As trincheiras do leste da Ucrânia estão cobertas de neve e as armas seguem silenciosas. Mas franco-atiradores estão alojados neste deserto branco de inverno.
Tropas ucranianas que se esquecem de ficar abaixadas em suas trincheiras, ao estilo da Primeira Guerra Mundial, arriscam levar uma bala na cabeça.
O conflito por aqui está congelado desde 2014, quando separatistas, apoiados pela Rússia, tomaram partes da região de Donbass. Pelo menos 13 mil pessoas foram mortas, tanto combatentes quanto civis.
Agora, os líderes ocidentais estão alertando para algo muito pior: uma invasão russa em grande escala da Ucrânia. Se vier, a frente oriental seria um lugar fácil para começar, com os rebeldes pró-Rússia abrindo o caminho.
Maria tenta não se estressar com tudo isso. A soldada de 26 anos, falante e franzina, estava em sua trincheira, armada com um fuzil Kalashnikov. Ela faz parte da 56ª brigada de infantaria da Ucrânia. O exército nos pediu para divulgar apenas o primeiro nome dela, para evitar perseguições nas mídias sociais.
"Eu tento evitar a política e não assistir televisão. Também tento não ficar muito preocupada", diz. "Mas estamos prontos. Treinamos muito. Entendo que não será como um exercício de treinamento, será difícil para todos. Mas nosso moral está alto e estamos firmes".
Maria tem vários irmãos. Dois serviram na guarda nacional da Ucrânia. Seu irmão mais novo logo estará na linha de frente, como artilheiro dos tanques. Em casa, os pais aposentados estão cuidando do filho dela, de quatro anos.
"Foi muito difícil deixá-lo", conta. "Mas desde que eu tinha seis anos meu sonho era entrar para o exército. Eu não achava que acabaria na linha de frente, mas não me arrependo de estar aqui." Perto, um de seus companheiros cortava madeira com um machado. O frio é uma ameaça constante, com os separatistas a cerca de um quilômetro de distância.
Maria caminhou por um labirinto de túneis até seu quarto longe de casa, um beliche abaixo do solo. Desenhos infantis de cores vivas estão colados nas paredes de barro. "Estes vêm de diferentes escolas, como agradecimento", revela. "Isso ajuda a aumentar o nosso moral."
A guerra de Maria é sobre o futuro de sua terra natal, mas pode existir muito mais em jogo do que o destino da Ucrânia. A Rússia está traçando linhas de batalha em uma nova Guerra Fria. A questão agora é o futuro da Organização do Tratado do Atlântico Norte (Otan) e a política de segurança estabelecida na Europa.
'Guerra de informação'
O presidente dos Estados Unidos, Joe Biden, alertou para uma "possibilidade" de que a Rússia invada a Ucrânia em fevereiro e, ao fazê-lo, "mude o mundo". O primeiro-ministro do Reino Unido, Boris Johnson, invocou os horrores da Chechênia e da Bósnia. Mas a crescente preocupação internacional está em desacordo com o que se ouve de alguns ucranianos.
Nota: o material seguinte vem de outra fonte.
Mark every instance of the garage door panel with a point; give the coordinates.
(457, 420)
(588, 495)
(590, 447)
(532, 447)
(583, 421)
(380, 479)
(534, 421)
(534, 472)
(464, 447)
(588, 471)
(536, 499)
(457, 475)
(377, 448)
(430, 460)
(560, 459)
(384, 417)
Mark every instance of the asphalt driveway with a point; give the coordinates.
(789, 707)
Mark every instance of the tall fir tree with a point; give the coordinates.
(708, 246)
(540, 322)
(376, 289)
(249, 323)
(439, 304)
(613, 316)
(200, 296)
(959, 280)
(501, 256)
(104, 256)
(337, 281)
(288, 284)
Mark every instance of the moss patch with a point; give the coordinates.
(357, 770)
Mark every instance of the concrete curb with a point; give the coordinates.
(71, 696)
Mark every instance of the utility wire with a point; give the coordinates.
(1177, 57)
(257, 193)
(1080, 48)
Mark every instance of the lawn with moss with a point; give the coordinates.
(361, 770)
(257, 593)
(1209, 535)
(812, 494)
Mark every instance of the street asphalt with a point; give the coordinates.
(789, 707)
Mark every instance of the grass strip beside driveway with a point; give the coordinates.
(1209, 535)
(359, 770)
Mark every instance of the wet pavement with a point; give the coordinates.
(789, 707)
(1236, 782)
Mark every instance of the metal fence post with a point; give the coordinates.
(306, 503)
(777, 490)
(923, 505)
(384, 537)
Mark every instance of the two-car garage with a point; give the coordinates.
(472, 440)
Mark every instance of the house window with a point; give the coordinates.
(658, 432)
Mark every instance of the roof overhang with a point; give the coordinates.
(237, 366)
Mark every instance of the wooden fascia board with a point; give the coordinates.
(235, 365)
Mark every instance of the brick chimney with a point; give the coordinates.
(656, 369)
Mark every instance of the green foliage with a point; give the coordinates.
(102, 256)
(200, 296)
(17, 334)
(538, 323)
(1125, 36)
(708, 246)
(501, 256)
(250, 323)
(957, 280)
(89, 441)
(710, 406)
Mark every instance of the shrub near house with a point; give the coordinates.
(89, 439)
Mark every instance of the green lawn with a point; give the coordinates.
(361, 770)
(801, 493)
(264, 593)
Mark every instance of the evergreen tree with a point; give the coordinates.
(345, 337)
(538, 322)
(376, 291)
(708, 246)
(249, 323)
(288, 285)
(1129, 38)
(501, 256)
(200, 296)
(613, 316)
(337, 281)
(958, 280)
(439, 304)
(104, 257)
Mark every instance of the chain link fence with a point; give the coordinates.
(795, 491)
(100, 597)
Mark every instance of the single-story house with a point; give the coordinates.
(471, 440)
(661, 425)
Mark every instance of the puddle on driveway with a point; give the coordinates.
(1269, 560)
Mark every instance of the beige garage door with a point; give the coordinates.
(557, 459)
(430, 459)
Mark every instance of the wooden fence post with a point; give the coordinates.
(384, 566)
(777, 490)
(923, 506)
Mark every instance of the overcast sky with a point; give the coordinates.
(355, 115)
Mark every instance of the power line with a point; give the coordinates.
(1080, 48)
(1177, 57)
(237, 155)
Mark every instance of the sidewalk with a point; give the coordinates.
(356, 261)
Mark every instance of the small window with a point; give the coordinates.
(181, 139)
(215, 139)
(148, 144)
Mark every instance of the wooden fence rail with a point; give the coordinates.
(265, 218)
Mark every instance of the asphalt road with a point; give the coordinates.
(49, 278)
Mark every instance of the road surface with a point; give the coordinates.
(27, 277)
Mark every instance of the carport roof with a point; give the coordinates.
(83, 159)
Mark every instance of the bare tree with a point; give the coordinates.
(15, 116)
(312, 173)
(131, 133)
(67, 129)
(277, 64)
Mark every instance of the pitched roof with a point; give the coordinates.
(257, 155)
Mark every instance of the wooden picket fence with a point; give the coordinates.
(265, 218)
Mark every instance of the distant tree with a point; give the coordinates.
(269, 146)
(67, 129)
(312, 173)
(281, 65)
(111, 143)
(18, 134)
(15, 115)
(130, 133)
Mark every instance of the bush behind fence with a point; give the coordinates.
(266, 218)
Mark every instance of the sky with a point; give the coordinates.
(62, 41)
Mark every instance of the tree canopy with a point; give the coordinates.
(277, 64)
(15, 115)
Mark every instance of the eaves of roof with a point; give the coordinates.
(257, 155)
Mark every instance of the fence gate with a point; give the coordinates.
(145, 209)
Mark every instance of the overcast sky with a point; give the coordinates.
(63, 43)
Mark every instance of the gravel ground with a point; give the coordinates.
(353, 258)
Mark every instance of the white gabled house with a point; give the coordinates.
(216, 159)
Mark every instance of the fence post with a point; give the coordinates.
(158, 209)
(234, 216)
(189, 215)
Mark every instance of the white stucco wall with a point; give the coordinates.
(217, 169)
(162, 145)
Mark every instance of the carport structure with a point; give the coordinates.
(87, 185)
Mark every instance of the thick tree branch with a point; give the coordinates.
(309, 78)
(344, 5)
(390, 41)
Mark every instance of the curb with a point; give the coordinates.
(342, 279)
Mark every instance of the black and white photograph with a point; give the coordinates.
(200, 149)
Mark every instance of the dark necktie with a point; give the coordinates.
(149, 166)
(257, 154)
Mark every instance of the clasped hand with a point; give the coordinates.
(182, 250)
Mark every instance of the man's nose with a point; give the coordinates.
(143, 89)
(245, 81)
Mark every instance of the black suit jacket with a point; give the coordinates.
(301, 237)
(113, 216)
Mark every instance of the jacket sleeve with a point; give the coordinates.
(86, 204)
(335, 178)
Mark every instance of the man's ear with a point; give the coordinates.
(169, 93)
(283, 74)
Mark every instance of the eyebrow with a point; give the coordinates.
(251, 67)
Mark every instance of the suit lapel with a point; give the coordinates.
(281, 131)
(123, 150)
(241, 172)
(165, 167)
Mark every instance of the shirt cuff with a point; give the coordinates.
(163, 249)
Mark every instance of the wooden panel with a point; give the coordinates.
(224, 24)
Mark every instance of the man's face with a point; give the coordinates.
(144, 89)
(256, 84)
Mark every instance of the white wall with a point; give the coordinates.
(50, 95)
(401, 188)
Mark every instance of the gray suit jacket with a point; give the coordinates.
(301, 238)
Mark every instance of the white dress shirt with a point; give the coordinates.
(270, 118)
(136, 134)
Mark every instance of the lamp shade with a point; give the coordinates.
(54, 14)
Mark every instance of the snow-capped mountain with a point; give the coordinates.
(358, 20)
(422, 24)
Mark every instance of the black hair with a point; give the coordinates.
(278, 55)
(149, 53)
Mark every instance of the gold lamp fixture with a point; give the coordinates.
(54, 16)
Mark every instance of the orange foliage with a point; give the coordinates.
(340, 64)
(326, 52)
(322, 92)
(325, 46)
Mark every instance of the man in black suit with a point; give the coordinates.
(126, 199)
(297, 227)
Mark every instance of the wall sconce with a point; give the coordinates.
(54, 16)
"Não acredito que os russos venham", diz uma assistente social do leste, que pediu para não ser identificada na reportagem. "Acredito nos meus olhos e ouvidos. Na verdade, está mais quieto aqui agora do que no mês passado. Esta é apenas uma guerra de informação." O bordão "nada para ver por aqui" é repetido regularmente pelo presidente da Ucrânia, Volodymyr Zelensky.
Mas alguns também estão com medo. "Toda vez que ouço um barulho, meu coração bate forte", confessa Ludmilla Momot, uma bisavó de 64 anos que carrega uma ponta de ouro em um de seus dentes da frente.
Momot sabe muito bem o que Moscou e seus aliados podem fazer. A casa onde ela morou por 30 anos, na vila de Nevilske, foi destruída em novembro passado durante os bombardeios separatistas. Ela voltou para Nevilske, transformada numa cidade fantasma, para nos mostrar os destroços.
"Esta é uma ferida que vai durar pelo resto da minha vida", diz ela, entre lágrimas, ao olhar para o buraco onde costumava ficar a porta da frente da casa. "Eu tive que rastejar sobre os escombros em minha camisola. Meus pés estavam sangrando. É o oitavo ano da guerra, por quanto tempo nosso sofrimento vai continuar?", questiona.
A reportagem da BBC perguntou à leiteira aposentada se havia algo que ela gostaria de dizer ao presidente da Rússia, Vladimir Putin. "Faça as pazes", resumiu. "Cheguem a um acordo. Todos vocês são adultos educados. Façam as pazes para que as pessoas possam viver livremente, sem lágrimas e sem sofrimento."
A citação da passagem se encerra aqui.